Firstly, I feel it is clear that we should get smarter about surnames. Biographical articles are created at a rate of hundreds every day. These include some of the most problematical articles of all, when it comes to: stubbiness (yet another bass guitarist in a virtually unknown band); poor writing style; lack of good sources; copyvio; potential defamation and intrusion; vanity, hoaxes and other detrimental things. A notional worst 10% of articles on the English Wikipedia would probably contain a high proportion of such pages.
So, main point, searching out and listing articles by surname has the prime virtue of making navigation to our 'dark matter' or near-orphans much more easy and likely.
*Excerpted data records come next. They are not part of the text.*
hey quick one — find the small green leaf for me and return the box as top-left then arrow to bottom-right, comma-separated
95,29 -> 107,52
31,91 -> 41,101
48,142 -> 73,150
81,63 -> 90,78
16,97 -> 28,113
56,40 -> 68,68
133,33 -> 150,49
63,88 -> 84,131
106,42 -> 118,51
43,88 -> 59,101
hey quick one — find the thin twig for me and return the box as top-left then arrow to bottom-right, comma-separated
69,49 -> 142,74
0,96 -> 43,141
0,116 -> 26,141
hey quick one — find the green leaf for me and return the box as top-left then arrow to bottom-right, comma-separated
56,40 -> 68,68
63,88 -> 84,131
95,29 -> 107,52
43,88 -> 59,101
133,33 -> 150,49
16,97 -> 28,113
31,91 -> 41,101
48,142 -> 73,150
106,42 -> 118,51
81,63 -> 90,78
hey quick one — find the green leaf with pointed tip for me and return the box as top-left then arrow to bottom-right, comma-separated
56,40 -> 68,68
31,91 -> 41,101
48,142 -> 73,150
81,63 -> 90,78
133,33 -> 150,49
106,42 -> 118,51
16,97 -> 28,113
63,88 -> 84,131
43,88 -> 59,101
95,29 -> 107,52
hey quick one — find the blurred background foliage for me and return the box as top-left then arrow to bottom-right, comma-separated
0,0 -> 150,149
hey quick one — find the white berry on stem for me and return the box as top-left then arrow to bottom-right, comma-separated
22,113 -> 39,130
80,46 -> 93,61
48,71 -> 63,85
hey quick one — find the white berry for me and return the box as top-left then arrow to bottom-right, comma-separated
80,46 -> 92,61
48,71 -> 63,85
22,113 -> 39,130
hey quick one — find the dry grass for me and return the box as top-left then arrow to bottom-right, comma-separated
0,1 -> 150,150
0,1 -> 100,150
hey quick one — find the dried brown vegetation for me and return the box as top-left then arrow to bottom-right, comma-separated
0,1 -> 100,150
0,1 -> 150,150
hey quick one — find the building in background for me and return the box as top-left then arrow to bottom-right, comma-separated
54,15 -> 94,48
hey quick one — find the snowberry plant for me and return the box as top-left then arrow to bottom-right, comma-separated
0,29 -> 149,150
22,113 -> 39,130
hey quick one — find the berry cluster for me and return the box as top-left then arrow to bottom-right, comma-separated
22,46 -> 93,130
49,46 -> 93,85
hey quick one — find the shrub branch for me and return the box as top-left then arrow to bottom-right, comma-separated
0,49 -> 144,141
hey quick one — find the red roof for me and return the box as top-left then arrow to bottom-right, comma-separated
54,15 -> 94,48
But if you go into it, as I have been doing in 2006, you see issues that are not helpful. For example whether a surname, say out of the 1000 most common, has indeed a dedicated page seems to be pretty much a random thing. And if there is such a page, it may be several years maintenance short of being complete. I have no solution to the maintenance issue, other than to note that raising the profile of surnames will help, and that where lists do exist there are editors who will find them and add to them incrementally. It's the usual situation, that there is inertia to overcome, and if [[Jamison]] doesn't exist, it may continue not to exist. (It does now, but [[Jamieson]] doesn't.)
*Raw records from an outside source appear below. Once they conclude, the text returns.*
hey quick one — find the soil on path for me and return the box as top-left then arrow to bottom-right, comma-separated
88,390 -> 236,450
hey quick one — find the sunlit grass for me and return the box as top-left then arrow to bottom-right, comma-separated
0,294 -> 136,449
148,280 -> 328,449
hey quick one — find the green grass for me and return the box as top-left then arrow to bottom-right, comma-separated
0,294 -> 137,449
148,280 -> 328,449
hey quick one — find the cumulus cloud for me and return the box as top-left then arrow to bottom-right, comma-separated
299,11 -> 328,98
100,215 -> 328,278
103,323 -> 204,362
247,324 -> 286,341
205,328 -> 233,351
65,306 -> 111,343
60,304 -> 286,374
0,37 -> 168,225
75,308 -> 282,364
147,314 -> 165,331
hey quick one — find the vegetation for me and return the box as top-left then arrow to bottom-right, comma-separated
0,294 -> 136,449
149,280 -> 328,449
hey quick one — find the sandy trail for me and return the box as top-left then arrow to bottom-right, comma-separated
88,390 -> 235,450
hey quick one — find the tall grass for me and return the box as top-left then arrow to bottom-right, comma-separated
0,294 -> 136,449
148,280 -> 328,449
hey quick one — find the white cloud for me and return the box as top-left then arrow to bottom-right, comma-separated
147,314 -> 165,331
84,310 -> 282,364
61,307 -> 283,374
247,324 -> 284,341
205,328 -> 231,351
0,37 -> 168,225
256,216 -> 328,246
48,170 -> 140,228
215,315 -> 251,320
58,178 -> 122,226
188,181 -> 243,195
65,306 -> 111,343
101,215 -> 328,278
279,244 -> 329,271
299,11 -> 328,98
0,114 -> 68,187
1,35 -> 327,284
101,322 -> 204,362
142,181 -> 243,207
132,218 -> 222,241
This may not be the most fascinating discussion for all, but for me it does go to the heart of one big issue: what can be done to make the English Wikipedia have more the look-and-feel of a finished product? I think good lists by surname do give that impression, that reference material is here and has been worked over.
What would be great would be to have a standard format for a surname page. As usual, standardisation can lead to some future automation. But it would solve a bunch of niggling issues I'm going to outline
- It seems that the historic accident, that 40000 pages on U.S. places were created early on, has rather skewed perceptions (as if the Johnson City dab issue was more important than the Johnson surname dab issue). That is not right, but many, many pages still start off disambiguating places named after people called X, when the more obvious thing is the people called X.
- Generally speaking, subordinating surname dab pages to [[Wikipedia:Manual of Style (disambiguation pages)]] seems the wrong way to go. I have issues with what the MoS says about piping (don't - but how can that be right for readability of long lists?), about subdisambiguation (I want all the John Smiths on the Smith page, rather than elsewhere, though in two places seems right to me, not merging). And probably a few more things, that get taken too prescriptively.
The fact is that dab pages in general are never going to be neat and tidy: it's a catch-all idea. Surname dab pages on the other hand should be important reference pages, for example for someone wondering which Watson was a sixteenth century commentator on Senecan drama (Thomas, as I found a couple of days ago).
Some fresh thinking, taking into account the current balance and trend of articles on the site, seems urgently needed.